Yalım Erez olmadı ama Bülent Ecevit, böylece güvenoyunu garantilemişti. Bunun üzerine Ecevit, hükümeti kurmakla görevlendirildi. Ecevit, seçimden dördüncü parti olarak çıkmıştı ve sadece altmış bir milletvekiline sahipti. Fakat kendisinden daha fazla milletvekili çıkaran üç partinin genel başkanlarını sollayarak Başbakanlık koltuğuna oturmuştu. Bu durum bile 28 Şubat sürecinin meclis zemininde ulaştığı başarının çok somut bir örneği idi.
Bu süre zarfında anti demokratik ve zulüm boyutlarına ulaşan çok sayıda uygulamaya imza atıldı. Millet tarafından büyük oy oranı ile desteklenen partiler kapatıldı. On binlerce başörtülü öğrenci okulunu bırakmak zorunda kaldı. Çok sayıda başörtülü memurun ve akademisyenin görevine son verildi.
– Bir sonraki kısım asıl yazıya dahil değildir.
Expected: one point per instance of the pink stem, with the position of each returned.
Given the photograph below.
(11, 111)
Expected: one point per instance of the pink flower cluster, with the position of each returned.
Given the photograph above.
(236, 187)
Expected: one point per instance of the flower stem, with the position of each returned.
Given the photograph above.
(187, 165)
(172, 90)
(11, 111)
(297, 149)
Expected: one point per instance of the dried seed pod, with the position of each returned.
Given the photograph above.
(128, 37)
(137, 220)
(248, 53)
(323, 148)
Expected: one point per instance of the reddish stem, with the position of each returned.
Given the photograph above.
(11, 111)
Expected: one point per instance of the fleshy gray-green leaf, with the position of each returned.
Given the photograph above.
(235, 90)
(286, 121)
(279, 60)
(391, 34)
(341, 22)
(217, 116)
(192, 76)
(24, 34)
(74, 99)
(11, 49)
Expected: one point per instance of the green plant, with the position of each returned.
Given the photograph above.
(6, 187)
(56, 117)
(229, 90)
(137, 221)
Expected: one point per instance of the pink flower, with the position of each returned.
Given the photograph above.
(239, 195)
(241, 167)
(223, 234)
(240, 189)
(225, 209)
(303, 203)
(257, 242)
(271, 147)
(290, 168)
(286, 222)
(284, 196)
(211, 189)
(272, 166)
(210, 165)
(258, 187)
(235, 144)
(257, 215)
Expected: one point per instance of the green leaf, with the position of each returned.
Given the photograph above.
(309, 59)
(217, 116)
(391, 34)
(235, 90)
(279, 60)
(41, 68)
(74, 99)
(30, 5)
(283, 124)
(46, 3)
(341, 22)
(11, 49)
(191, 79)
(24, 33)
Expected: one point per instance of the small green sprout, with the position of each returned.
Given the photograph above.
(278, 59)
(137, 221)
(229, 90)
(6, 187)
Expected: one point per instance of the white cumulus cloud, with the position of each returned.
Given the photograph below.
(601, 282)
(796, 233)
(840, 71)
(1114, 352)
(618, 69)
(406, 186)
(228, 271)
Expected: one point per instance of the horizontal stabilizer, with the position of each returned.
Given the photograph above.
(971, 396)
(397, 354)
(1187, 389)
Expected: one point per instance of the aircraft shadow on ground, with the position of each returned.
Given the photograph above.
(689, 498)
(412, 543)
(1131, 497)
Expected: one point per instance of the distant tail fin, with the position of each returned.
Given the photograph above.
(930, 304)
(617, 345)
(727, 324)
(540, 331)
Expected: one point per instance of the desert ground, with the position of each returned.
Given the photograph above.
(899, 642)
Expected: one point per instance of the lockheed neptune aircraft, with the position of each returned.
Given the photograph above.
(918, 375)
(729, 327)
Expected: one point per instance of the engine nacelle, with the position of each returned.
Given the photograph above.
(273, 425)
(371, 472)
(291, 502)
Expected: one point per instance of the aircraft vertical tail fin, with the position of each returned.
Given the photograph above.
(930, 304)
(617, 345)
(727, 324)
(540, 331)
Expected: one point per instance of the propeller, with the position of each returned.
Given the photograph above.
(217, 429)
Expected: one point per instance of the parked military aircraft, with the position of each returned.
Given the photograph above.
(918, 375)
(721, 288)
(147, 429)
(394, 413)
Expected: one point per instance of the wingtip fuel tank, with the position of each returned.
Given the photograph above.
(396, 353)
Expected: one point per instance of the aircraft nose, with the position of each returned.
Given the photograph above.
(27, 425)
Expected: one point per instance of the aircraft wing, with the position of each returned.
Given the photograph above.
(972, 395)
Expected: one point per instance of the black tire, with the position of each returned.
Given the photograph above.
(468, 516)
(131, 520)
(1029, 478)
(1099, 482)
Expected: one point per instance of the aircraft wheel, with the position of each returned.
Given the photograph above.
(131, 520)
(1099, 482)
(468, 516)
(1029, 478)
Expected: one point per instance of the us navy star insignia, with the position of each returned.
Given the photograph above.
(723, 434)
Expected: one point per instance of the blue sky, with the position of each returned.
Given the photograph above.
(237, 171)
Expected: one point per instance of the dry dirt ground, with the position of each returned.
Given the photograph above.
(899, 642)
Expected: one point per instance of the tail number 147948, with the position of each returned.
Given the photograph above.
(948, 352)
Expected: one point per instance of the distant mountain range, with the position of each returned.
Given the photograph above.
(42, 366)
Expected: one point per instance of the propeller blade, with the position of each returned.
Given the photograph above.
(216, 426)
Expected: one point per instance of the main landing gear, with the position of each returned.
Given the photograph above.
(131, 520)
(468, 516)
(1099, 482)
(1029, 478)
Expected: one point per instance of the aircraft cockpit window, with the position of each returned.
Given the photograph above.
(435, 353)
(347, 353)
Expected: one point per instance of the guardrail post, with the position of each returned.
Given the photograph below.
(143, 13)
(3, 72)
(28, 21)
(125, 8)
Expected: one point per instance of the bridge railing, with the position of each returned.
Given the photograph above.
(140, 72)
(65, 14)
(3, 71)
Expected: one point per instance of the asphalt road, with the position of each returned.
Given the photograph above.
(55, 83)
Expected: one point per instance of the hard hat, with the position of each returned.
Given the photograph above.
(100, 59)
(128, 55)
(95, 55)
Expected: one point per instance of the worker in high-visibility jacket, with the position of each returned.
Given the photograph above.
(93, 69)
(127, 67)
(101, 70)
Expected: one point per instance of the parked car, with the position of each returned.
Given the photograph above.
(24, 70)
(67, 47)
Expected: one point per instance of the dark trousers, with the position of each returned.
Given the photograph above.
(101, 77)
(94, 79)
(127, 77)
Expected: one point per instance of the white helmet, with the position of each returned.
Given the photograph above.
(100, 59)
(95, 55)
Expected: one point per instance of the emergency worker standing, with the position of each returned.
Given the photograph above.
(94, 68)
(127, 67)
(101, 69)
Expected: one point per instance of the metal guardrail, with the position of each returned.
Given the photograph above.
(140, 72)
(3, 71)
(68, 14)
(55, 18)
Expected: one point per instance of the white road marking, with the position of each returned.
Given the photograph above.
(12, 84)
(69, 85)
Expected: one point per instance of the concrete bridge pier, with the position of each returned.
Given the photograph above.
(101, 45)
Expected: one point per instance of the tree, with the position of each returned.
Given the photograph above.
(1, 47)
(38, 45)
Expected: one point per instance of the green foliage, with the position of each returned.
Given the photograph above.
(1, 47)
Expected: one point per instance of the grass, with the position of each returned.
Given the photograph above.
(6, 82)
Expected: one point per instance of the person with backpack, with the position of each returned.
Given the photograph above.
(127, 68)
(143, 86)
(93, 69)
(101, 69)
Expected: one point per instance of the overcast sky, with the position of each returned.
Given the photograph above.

Demokrasiyi savunan ve 28 Şubat’ın anti demokratik uygulamalarına ve zulümlerine destek vermeyen gazeteciler, yazarlar ve siyasetçiler hakkında askerler tarafından andıçlar hazırlandı. Birçok gazetecinin işine, patronlarına yapılan baskılar sonucu son verildi. Korkan bazı gazeteciler, suya sabuna dokunmayan yazılar kaleme aldılar.
Bazı gazeteciler de istemeye istemeye askerleri yere göğe sığdıramayan yazılara imza attılar. Bazı gazeteler, Genel Kurmay’da hazırlanan manşetler ile okuyucularının karşısına çıktılar. 28 Şubat uygulamalarına karşı çıkan Mahir Kaynak’a şu teklifte bile bulunulmaktan çekinilmedi: “Sen yazı yazmaktan vazgeç. Patronun tarafından yazıyormuş gibi ücretini almaya devam edeceksin.”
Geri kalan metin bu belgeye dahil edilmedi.